Réponse apportée en séance publique le 17/07/2014

M. Manuel Valls,Premier ministre. Permettez-moi tout d'abord, Monsieur le Président, de vous saluer lors de cette dernière séance de questions d'actualité que vous présidez : c'est l'occasion pour le Gouvernement de saluer le travail qui a été le vôtre à la tête du Sénat.(Applaudissements sur l'ensemble des travées. - Mme la ministre de la décentralisation et de la fonction publique applaudit également.).
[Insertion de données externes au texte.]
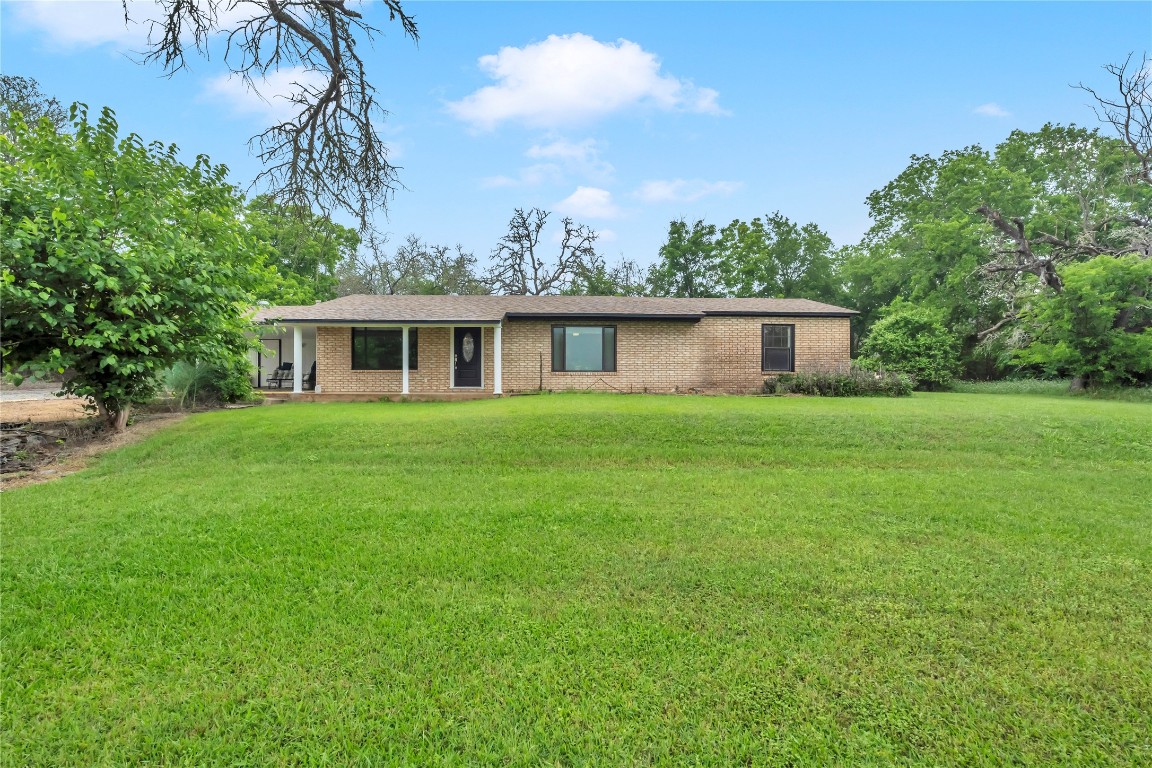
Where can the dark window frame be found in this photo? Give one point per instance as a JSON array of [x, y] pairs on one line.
[[563, 327], [791, 347], [368, 333]]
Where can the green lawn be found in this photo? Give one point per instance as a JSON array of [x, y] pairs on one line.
[[582, 579]]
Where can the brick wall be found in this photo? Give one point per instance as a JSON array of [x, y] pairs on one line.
[[334, 372], [718, 354]]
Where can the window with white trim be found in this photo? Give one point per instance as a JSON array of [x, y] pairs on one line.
[[584, 348], [381, 349], [778, 348]]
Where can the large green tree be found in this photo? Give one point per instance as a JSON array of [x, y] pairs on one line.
[[976, 235], [119, 260], [775, 257], [689, 264], [305, 250]]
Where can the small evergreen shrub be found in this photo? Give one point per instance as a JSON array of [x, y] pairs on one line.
[[855, 382], [209, 383]]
Monsieur Guillaume, nous observons en effet depuis trois semaines un enchaînement fatal de violences en Israël et dans les territoires palestiniens, qui s'accompagne d'images et d'atrocités que chacun a en mémoire. L'urgence est de mettre fin immédiatement à cette spirale.

Parvenir tout de suite à une trêve est un impératif. Le choix est simple : le cessez-le-feu ou l'escalade, laquelle entraînerait des risques incontrôlés et de nombreux morts.

Des initiatives sont en cours, vous l'avez rappelé. Dans l'immédiat, et à la demande des Nations unies, une trêve humanitaire a été acceptée de part et d'autre pour permettre aux organisations humanitaires de soulager- c'est l'urgence - les populations civiles. L'Égypte a par ailleurs proposé un cessez-le-feu durable, auquel il faut, bien sûr, donner toutes ses chances.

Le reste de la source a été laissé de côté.